What is Krack? The Wi-Fi security flaw explained
Apple and Google have both promised to fix the Krack WPA2 security flaw that leaves masses of routers and Wi-Fi connections vulnerable to hackers.
Discovered on Monday October 16, the Krack flaw can be exploited by hackers to intercept encrypted network traffic and inject malicious code such as ransomware into websites – despite Wi-Fi networks appearing to be secure through the WPA2 protocol.
Google has now said it will release a patch on November 6 to secure Wi-Fi connections on Android devices, though makers of Android phones with their own custom skins and modifications will need to push out their own patch to their customers.
Apple has also stated that it has developed macOS and iOS patches that are currently being tested and will be rolled out to its users within a matter of weeks.

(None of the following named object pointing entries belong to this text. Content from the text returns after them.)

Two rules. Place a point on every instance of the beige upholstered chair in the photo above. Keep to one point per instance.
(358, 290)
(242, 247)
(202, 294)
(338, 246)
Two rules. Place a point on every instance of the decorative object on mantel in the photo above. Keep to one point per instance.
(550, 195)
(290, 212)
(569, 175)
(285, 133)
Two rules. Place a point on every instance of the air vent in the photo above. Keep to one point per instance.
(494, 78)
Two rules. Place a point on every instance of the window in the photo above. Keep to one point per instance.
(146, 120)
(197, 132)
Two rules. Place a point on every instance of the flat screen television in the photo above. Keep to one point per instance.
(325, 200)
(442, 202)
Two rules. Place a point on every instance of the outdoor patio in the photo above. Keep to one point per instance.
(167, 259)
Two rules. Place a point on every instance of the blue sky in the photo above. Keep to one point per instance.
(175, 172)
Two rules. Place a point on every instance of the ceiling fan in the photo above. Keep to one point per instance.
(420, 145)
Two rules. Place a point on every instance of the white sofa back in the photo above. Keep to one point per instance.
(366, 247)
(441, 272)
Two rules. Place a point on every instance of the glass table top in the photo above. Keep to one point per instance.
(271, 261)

Microsoft appears to have been well ahead of the game, with the Redmond-based company explaining it has issued a security update last week that fixes the security hole for Windows 10 and Windows 8, and even Windows 7 users.

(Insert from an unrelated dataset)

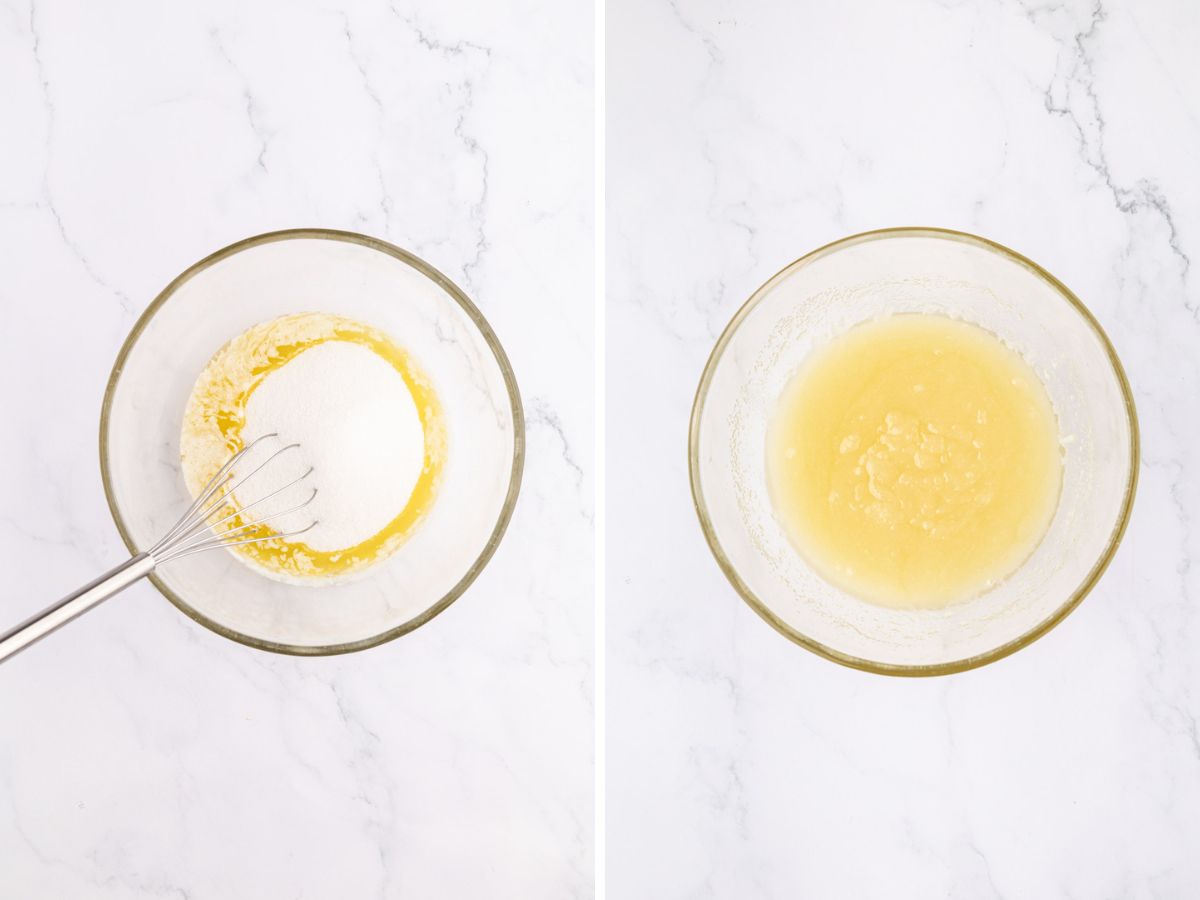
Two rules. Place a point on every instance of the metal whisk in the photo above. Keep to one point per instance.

The potential scope for the Krack vulnerability to wreak havoc and allow hackers to steal valuable information such as credit card details, passwords and user names, is rather large. But before you go around shutting off every Wi-Fi device in your house, it’s worth noting that hackers need to be in range of your Wi-Fi connection to exploit it.
Plus, if you are connecting to a site that uses the more secure HTTPS standard, then your data travelling to and from it should have an extra layer of encryption to discourage cyber crooks from swiping it; but in the same vein, sites using the older the HTTP standard should be avoided.
It’s also worth ensuring you have the latest updates for your Wi-Fi devices and that the security software on your computer is up-to-date. Making use of a virtual private network (VPN) when connecting to a public Wi-Fi hotspot will also help keep you out of the sights of hackers looking to exploit Krack while they have the chance.
Overall, Krack is a nasty vulnerability, but it would appear that the major tech companies are on the case to plug the security hole and force hackers and cyber criminals to find new vectors of attack.